By a strange coincidence two recent pop cultural artifacts have recently hit the streets that update the work of 14th century visionary Dante Alighieri to a modern sensibility. The first is a record I've been looking forward to for some time, Mike Watt's new CD the secondman's middle stand. Watt's previous record, Contemplating the Engine Room, was a moving elegy both to his Navy father and his fallen Minutemen comrade D. Boon and introduced me to the work of Nels Cline, a guitarist of singular skill and imagination. The new CD, inspired by Dante's Inferno, transforms the hellride of Watt's own painful near death experience, his surgery and determined recovery into what can only be called *cringe* a rock opera. He replaces Cline's guitar with the B3 organ of Pete Mazich, which gives the piece a dramatic lower end that suits both Watt's spiel and his bass rumblings. It's an emotional catharsis, but if you've never heard Watt, the place to start is still Double Nickels on the Dime.
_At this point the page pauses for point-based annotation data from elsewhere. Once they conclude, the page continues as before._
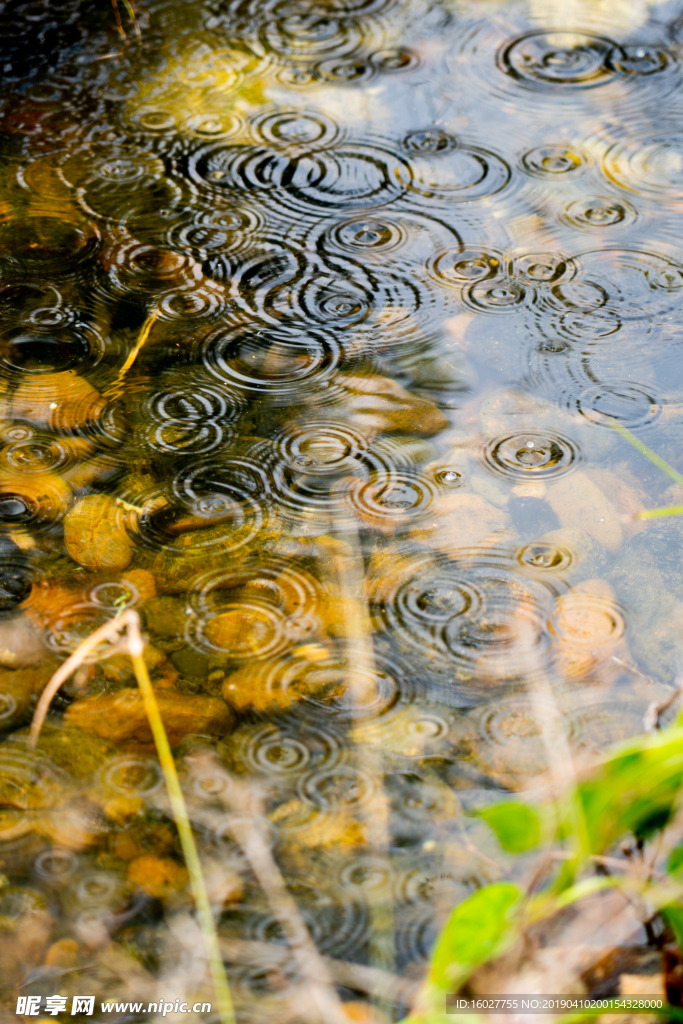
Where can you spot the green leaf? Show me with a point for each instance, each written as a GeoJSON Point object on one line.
{"type": "Point", "coordinates": [516, 825]}
{"type": "Point", "coordinates": [635, 790]}
{"type": "Point", "coordinates": [474, 932]}
{"type": "Point", "coordinates": [674, 915]}
{"type": "Point", "coordinates": [675, 860]}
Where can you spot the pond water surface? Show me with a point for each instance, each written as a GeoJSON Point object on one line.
{"type": "Point", "coordinates": [316, 321]}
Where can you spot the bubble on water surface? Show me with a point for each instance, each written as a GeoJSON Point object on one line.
{"type": "Point", "coordinates": [213, 125]}
{"type": "Point", "coordinates": [500, 295]}
{"type": "Point", "coordinates": [545, 558]}
{"type": "Point", "coordinates": [589, 621]}
{"type": "Point", "coordinates": [279, 361]}
{"type": "Point", "coordinates": [397, 499]}
{"type": "Point", "coordinates": [55, 866]}
{"type": "Point", "coordinates": [296, 128]}
{"type": "Point", "coordinates": [394, 59]}
{"type": "Point", "coordinates": [42, 244]}
{"type": "Point", "coordinates": [339, 786]}
{"type": "Point", "coordinates": [631, 404]}
{"type": "Point", "coordinates": [507, 738]}
{"type": "Point", "coordinates": [465, 266]}
{"type": "Point", "coordinates": [337, 928]}
{"type": "Point", "coordinates": [310, 34]}
{"type": "Point", "coordinates": [647, 163]}
{"type": "Point", "coordinates": [259, 615]}
{"type": "Point", "coordinates": [132, 776]}
{"type": "Point", "coordinates": [347, 177]}
{"type": "Point", "coordinates": [290, 750]}
{"type": "Point", "coordinates": [543, 268]}
{"type": "Point", "coordinates": [530, 456]}
{"type": "Point", "coordinates": [442, 168]}
{"type": "Point", "coordinates": [558, 58]}
{"type": "Point", "coordinates": [598, 212]}
{"type": "Point", "coordinates": [195, 418]}
{"type": "Point", "coordinates": [352, 71]}
{"type": "Point", "coordinates": [50, 350]}
{"type": "Point", "coordinates": [552, 161]}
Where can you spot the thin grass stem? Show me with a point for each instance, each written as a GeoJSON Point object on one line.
{"type": "Point", "coordinates": [130, 622]}
{"type": "Point", "coordinates": [659, 513]}
{"type": "Point", "coordinates": [648, 453]}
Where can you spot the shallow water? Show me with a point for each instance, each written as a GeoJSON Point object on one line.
{"type": "Point", "coordinates": [315, 323]}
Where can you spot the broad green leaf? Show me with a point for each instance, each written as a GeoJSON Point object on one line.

The second Dante "cover" is the new Gary Panter high end art object/comic book Jimbo In Purgatory. Panter was the first great exponent of punk rock style underground comix. He did many flyers for the early L.A. punk scene and his 1979 Rozz Tox manifesto argues that the avant guard is obsolete. He said artists should aesthetically infiltrate the mass media and ignore the elitist gallery scene--his then close pal Matt Groening seemed to take his advice. Philip K. Dick wore one of Panter's t-shirts promoting the manifesto. Later in the 80s, he did covers for Art Spiegelman's RAW and designed sets and characters for Pee Wee's Playhouse. His main continuing character over the years has been the ratty Jimbo, a goofy cartoon Hamlet existing in a postnuclear wasteland. Not really a storyteller, Panter has never been concerned with typical panel narration and prefers to blow up the narrative into fragments and pieces. He sees the page as a whole unit, so it's not surprising that he references Geo. Herriman, Jack Kirby, 60s poster art and religious iconography. Not bad, but still a little too pretentious and pricy for my liking. I'd rather be reading Jim Woodring.